Thompsons’ bill would require a setback of a mile or 10 times the system height (some turbines are as much as 650 feet high) from a non-participating landowner’s property line, a public building, airport, federal wildlife refuge, public hunting area, or park.
While opponents say the legislation is designed to shut down wind development in the state, Thompson insists this is not the case.
“There’s a place for it and a place not for it,” he said. Noting that within a few hundred feet of a school — as in Labette County — is not the place.
The bill is currently stalled in committee.
Lack of regulation on wind farms impacts residents
Currently, there are few state regulations on where and how wind turbines can be sited. There are no setback standards — the distance a turbine can be from an inhabited dwelling or occupied building, such as a school. The setback standard should specify whether the measurement is from the building itself or from the property line, what distance that must be, or how close turbines may be to a road. Most of those decisions are made by county commissions on an individual basis — and, according to Thompson — mostly upon the recommendations of the utility companies themselves.
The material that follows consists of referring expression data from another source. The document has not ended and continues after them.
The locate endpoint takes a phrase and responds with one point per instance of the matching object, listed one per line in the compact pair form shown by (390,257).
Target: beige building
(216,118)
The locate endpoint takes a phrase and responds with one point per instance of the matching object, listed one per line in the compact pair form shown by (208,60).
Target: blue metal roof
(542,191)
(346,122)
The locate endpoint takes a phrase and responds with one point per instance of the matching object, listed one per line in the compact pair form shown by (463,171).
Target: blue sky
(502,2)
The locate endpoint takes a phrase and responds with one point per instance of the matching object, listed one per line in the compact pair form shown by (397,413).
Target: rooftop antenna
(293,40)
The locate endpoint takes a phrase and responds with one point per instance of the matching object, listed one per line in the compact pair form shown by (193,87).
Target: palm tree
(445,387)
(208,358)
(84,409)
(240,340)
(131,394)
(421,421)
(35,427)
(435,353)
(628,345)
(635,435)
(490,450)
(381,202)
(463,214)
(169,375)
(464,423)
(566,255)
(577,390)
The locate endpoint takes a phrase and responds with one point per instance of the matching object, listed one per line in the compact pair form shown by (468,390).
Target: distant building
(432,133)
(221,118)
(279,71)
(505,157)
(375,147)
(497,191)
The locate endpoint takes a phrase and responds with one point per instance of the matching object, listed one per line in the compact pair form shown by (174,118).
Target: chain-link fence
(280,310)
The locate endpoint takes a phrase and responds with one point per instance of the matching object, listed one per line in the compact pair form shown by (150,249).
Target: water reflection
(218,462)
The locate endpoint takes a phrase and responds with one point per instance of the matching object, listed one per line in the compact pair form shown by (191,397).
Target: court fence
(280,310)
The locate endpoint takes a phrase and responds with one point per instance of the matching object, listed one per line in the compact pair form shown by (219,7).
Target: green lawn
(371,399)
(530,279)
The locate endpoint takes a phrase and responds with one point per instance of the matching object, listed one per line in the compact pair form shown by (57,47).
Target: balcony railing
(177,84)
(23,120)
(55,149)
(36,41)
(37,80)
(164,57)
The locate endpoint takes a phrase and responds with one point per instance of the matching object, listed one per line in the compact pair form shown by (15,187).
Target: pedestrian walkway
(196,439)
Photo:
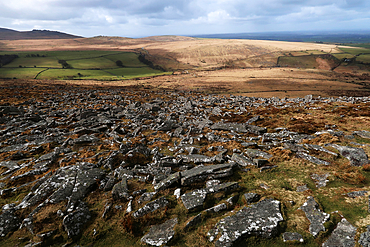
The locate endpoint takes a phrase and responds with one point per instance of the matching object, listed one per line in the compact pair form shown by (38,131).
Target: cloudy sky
(139,18)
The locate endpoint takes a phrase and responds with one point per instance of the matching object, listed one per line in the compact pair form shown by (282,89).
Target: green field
(24,73)
(298,62)
(355,51)
(342,55)
(363,58)
(99,65)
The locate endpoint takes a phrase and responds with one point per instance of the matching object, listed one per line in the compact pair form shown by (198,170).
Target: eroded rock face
(129,147)
(343,235)
(160,234)
(8,222)
(151,207)
(316,217)
(365,238)
(260,219)
(356,156)
(292,237)
(75,221)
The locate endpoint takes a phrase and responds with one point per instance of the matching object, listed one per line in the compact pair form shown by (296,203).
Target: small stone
(251,197)
(292,237)
(177,193)
(343,235)
(159,235)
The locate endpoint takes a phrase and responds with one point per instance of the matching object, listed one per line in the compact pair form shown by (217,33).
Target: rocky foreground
(117,167)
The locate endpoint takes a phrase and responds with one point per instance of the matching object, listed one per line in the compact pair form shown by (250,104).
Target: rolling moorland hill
(9,34)
(207,155)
Moreover, the agreements the utility companies offer residents border on being predatory.
Washburn University Law Professor Roger A. McEowen in 2016 authored a nine-page paper outlining many of the issues with the leases.
For instance, the lease should state that the landowner is “not liable for the negligence of others with respect to wind turbines.”
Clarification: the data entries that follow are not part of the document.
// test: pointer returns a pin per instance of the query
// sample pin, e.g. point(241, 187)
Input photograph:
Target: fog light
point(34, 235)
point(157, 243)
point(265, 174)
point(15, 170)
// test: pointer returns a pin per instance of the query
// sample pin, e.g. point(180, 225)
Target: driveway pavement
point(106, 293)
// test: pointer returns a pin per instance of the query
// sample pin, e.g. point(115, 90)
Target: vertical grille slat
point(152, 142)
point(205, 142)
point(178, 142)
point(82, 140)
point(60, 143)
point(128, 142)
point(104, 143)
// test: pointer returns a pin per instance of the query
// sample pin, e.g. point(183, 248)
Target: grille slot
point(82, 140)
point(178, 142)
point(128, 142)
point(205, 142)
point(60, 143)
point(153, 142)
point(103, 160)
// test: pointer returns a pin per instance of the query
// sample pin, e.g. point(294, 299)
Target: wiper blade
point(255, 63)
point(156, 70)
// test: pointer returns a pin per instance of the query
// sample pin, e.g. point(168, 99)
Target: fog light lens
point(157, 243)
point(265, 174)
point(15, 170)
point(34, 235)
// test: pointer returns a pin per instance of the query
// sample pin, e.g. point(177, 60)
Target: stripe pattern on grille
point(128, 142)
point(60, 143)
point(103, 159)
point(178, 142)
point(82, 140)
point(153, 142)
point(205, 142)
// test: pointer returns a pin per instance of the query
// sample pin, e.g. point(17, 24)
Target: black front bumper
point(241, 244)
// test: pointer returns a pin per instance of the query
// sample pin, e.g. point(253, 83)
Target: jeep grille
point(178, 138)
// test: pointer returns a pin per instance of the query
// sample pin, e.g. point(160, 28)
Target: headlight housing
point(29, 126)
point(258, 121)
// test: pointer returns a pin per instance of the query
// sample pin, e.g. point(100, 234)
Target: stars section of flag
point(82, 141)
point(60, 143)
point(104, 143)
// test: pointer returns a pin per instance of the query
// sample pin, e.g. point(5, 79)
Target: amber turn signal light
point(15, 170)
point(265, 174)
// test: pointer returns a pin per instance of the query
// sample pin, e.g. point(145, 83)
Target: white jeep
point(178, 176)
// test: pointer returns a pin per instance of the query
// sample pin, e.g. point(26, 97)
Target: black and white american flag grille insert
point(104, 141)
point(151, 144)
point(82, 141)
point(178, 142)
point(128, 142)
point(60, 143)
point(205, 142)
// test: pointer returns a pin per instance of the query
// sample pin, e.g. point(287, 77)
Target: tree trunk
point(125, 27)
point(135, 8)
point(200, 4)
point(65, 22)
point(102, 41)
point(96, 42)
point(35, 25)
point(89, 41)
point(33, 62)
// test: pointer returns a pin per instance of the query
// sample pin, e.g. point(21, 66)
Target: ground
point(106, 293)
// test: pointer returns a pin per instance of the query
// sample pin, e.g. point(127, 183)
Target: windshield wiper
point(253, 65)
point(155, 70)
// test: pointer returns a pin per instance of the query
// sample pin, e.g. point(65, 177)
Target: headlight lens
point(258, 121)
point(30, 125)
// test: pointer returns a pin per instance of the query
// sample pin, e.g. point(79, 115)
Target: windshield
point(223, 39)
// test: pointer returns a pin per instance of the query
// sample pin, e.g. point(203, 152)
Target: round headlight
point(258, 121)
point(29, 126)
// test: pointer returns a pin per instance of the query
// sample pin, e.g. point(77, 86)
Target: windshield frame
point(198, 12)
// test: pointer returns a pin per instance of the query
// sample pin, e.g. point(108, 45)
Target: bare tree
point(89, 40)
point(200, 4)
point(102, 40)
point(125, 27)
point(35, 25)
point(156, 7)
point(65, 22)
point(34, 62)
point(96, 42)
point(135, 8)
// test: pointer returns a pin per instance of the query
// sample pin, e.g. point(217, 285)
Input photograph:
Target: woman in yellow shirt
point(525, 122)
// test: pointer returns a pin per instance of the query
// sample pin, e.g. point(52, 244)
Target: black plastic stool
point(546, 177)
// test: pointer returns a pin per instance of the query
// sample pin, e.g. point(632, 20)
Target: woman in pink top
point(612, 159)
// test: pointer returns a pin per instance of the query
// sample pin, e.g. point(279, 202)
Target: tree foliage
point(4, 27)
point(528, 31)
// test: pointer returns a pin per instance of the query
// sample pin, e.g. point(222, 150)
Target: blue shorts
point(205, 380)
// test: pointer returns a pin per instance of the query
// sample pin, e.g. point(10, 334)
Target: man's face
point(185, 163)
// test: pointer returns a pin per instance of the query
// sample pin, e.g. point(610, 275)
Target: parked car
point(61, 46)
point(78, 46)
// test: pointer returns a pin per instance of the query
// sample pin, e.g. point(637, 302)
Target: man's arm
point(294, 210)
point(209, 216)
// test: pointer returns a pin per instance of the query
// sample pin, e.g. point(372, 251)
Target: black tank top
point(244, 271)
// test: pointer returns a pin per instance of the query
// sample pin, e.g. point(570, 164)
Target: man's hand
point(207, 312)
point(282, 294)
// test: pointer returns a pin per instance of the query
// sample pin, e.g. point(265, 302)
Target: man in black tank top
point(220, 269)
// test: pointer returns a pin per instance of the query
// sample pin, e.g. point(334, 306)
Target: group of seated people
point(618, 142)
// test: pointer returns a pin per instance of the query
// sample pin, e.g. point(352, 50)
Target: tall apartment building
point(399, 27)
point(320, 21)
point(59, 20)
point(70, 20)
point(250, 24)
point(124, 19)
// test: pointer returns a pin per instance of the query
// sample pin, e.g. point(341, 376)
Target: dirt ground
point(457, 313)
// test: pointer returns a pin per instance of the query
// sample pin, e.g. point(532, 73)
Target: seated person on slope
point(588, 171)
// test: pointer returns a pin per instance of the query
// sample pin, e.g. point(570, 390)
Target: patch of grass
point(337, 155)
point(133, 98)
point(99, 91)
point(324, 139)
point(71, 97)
Moreover, while the agreements usually give the company the exclusive right to develop the land for the turbines for two to five years, the company will have the right to operate the turbines for as much as fifty years.
His paper concludes — in part — “from a landowner’s perspective, many wind energy leases and/or easements are inadequate, unfair and offer limited economic benefits when compared to the revenues generated (and tax subsidies received) by large scale wind energy developers. The most common shortcomings of such agreements include (1) contractual terms extending too long into the future; (2) contractual language that binds landowners to unilateral amendments; (3) inadequate compensation clauses (and compensation clauses that are difficult to understand); (4) provisions that are the result of unequal bargaining power.”